Sul piano finanziario, Greco ha ribadito la sostenibilità della leva combinata (circa 1,5x EBITDA) e una politica di dividendi competitiva, con indicazioni di DPS tra euro 1,25-1,30 post-operazione.
Tra i messaggi chiave, è stato confermato che non è previsto in alcuno scenario un calo della quota pubblica sotto il 50%, mentre TIM Brasil è definita asset strategico, con dividendi annui di circa euro 500 milioni e nessuna intenzione immediata di dismissione.
L’operazione è inoltre inquadrata come leva per consolidare il mercato domestico della telefonia mobile e rafforzare la presenza nel segmento large corporate e Pubblica Amministrazione.
Effetto
L’intervista rafforza i messaggi emersi nella conference call della scorsa settimana, con alcuni elementi chiave di lettura per l’equity story.
In primo luogo, la conferma esplicita del controllo pubblico stabile sopra il 50% chiarisce il framework di governance della combined entity, riducendo l’incertezza su possibili evoluzioni dell’azionariato, ma allo stesso tempo confermando che difficilmente un’eventuale revisione dell’offerta possa avvenire in carta.
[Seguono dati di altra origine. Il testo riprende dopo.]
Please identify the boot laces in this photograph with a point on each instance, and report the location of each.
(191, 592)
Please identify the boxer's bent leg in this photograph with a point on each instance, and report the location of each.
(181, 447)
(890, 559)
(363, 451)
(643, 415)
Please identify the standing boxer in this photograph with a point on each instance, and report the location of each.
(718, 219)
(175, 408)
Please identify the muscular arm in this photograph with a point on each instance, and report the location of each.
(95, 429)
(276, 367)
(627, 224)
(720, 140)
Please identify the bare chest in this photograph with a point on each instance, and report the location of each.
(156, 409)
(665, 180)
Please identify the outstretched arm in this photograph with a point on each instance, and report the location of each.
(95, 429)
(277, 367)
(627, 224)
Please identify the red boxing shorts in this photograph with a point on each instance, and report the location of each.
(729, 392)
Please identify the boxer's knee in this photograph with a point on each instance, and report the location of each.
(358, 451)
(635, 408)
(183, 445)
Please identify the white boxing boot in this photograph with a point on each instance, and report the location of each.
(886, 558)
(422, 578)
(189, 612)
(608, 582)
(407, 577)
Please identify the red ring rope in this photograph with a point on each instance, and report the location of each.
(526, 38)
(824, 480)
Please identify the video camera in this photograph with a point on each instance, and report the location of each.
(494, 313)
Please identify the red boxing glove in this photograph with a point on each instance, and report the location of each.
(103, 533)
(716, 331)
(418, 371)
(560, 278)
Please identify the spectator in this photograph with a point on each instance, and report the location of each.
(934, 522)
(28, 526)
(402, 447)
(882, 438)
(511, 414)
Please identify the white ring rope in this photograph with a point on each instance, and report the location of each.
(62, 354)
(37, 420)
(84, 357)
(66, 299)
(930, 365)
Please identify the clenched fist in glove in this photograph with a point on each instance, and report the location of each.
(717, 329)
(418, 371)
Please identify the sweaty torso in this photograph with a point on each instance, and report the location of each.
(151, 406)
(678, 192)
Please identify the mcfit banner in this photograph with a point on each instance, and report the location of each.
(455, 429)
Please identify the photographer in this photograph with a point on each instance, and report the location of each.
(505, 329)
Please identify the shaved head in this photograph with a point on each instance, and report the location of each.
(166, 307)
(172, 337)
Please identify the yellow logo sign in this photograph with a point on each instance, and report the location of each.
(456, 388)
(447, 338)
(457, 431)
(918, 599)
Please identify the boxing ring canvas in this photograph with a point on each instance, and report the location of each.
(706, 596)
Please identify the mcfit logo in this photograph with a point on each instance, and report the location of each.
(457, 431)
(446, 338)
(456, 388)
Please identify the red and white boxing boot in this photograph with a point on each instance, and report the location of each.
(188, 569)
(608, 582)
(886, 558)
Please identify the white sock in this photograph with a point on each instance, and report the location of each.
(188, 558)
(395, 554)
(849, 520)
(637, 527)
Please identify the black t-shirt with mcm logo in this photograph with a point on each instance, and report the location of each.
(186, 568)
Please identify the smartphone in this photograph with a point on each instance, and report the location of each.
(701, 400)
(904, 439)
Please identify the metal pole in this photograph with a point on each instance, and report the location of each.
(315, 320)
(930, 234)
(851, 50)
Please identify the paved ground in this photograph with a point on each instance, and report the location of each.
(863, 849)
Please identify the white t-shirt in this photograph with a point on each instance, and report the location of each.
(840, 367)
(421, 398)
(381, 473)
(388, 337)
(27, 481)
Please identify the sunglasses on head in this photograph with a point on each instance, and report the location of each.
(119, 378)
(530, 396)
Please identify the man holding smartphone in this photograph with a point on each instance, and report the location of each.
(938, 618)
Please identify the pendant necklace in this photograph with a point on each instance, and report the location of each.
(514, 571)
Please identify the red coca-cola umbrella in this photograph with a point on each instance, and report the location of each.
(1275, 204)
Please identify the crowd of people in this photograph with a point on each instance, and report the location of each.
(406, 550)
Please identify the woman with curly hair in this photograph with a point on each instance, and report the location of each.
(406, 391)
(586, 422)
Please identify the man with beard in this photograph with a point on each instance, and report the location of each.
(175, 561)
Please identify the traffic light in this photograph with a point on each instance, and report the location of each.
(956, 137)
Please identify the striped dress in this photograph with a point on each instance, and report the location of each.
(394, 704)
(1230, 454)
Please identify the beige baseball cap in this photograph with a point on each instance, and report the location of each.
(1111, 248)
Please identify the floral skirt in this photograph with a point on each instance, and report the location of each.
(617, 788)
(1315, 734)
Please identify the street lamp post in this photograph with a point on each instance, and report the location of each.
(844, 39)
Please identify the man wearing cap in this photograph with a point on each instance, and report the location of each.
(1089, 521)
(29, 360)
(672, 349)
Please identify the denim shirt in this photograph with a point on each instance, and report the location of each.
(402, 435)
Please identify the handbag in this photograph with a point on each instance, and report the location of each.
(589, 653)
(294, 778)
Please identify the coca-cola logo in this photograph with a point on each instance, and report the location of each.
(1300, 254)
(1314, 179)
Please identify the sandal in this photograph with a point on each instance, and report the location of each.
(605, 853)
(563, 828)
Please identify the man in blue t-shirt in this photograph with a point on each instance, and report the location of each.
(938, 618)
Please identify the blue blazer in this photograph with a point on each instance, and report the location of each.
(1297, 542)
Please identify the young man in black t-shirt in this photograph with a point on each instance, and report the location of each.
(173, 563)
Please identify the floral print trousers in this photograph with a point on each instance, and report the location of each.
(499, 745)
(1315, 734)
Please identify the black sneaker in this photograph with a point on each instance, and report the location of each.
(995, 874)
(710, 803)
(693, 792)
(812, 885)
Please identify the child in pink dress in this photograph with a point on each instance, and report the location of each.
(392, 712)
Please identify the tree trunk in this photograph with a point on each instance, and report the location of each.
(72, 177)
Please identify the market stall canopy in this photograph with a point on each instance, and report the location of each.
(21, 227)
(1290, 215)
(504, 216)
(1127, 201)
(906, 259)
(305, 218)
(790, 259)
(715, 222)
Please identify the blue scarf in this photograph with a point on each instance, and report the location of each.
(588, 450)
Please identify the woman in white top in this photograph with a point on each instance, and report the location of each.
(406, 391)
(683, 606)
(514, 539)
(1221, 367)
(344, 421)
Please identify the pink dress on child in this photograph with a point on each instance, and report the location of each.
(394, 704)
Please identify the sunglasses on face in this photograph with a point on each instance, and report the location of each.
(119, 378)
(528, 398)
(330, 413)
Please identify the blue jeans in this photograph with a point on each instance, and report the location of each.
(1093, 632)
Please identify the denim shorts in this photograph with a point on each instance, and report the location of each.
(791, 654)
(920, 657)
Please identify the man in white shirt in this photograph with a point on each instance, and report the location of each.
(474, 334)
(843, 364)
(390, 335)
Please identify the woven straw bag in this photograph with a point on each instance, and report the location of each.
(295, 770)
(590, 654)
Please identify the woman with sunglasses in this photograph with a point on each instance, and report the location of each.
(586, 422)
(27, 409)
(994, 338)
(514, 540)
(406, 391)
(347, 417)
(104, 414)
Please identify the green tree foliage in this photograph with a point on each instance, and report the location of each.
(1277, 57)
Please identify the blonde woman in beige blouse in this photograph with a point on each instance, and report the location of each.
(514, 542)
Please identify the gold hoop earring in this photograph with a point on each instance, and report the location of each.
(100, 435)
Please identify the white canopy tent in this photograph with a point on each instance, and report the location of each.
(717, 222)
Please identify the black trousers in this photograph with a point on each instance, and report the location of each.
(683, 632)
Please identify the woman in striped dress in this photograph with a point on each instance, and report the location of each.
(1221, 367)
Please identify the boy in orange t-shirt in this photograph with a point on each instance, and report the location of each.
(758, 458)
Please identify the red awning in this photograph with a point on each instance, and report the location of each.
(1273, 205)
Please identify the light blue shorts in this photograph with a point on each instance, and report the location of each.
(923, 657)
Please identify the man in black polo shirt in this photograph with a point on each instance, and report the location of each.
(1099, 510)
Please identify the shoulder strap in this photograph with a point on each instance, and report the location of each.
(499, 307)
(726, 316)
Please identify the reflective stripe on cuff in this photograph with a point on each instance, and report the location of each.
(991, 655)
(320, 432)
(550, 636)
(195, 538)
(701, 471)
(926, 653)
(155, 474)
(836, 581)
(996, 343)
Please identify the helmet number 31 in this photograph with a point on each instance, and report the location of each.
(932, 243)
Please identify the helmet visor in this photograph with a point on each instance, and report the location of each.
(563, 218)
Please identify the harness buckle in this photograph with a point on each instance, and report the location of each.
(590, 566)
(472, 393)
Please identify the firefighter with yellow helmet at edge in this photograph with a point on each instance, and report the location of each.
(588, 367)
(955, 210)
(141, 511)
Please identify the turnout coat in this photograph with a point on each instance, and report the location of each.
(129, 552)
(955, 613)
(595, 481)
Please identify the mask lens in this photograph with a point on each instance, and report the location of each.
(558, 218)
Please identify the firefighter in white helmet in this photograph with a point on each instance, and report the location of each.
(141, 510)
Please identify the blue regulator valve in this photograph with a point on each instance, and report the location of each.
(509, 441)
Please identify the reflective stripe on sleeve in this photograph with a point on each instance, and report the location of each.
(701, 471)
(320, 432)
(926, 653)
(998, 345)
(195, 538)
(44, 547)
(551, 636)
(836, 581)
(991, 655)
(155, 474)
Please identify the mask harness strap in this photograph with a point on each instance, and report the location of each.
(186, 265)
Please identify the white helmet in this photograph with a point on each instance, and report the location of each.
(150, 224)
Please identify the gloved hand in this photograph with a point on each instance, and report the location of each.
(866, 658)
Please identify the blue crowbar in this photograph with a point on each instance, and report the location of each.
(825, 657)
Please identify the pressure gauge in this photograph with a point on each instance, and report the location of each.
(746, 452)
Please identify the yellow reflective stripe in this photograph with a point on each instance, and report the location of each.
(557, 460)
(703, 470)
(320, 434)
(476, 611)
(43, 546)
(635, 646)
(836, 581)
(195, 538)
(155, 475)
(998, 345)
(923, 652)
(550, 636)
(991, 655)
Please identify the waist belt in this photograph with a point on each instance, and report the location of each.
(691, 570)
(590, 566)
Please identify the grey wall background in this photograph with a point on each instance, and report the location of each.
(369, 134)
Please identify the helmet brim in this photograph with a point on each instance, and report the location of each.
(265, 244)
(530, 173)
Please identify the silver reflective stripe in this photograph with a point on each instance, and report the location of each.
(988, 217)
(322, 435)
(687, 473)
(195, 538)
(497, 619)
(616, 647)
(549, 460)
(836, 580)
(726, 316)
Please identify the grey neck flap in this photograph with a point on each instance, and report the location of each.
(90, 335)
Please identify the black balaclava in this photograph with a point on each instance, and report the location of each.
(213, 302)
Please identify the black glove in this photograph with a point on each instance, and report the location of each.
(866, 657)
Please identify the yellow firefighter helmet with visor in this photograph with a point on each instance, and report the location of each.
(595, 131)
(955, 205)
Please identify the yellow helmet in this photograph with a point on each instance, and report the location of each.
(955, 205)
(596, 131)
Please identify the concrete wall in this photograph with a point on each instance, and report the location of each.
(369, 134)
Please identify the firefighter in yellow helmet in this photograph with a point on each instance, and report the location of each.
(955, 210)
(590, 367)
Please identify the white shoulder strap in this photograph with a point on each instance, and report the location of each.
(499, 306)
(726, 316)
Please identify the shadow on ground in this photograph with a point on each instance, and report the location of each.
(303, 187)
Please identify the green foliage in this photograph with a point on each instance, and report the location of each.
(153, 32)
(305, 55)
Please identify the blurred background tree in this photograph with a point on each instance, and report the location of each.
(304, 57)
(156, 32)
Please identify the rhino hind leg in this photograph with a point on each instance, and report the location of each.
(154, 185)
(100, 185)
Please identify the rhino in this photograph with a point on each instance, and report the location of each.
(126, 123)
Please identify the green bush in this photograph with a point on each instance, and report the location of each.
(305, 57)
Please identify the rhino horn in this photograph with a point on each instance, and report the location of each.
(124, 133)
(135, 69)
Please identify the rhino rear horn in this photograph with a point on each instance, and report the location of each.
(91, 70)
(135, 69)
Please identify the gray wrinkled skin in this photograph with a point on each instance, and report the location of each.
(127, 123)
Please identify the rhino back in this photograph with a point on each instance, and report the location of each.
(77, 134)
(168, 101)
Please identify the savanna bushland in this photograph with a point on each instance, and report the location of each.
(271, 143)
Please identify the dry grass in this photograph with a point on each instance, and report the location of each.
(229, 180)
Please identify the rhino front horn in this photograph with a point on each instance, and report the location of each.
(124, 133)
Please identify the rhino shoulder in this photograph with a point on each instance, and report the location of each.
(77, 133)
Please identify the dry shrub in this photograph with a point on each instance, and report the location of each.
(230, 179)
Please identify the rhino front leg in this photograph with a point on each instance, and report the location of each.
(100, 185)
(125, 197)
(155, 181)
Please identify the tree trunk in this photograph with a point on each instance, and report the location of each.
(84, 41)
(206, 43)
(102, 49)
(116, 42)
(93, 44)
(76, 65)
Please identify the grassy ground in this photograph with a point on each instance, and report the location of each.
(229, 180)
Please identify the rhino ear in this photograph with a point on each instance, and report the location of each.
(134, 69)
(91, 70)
In secondo luogo, la definizione di TIM Brasil come asset core e non dismettibile nel breve rimuove uno dei principali elementi di optionality lato deleveraging, rafforzando invece la visione di integrazione industriale di lungo periodo.
La partecipazione in TIM Brasil vale circa 7 miliardi di euro ai prezzi correnti e circa 0,35 per azione nel nostro target price su TIM. Dal punto di vista strategico, riteniamo convincente il focus su cross-selling e valorizzazione della base clienti combinata, nonché il beneficio derivante dal refinancing del debito TIM, che rappresenta una componente rilevante delle sinergie. Nel complesso, i messaggi sono coerenti con la narrativa già delineata: operazione strategicamente trasformativa, con creazione di valore guidata da sinergie e integrazione, ma con execution e governance che restano i principali fattori da monitorare.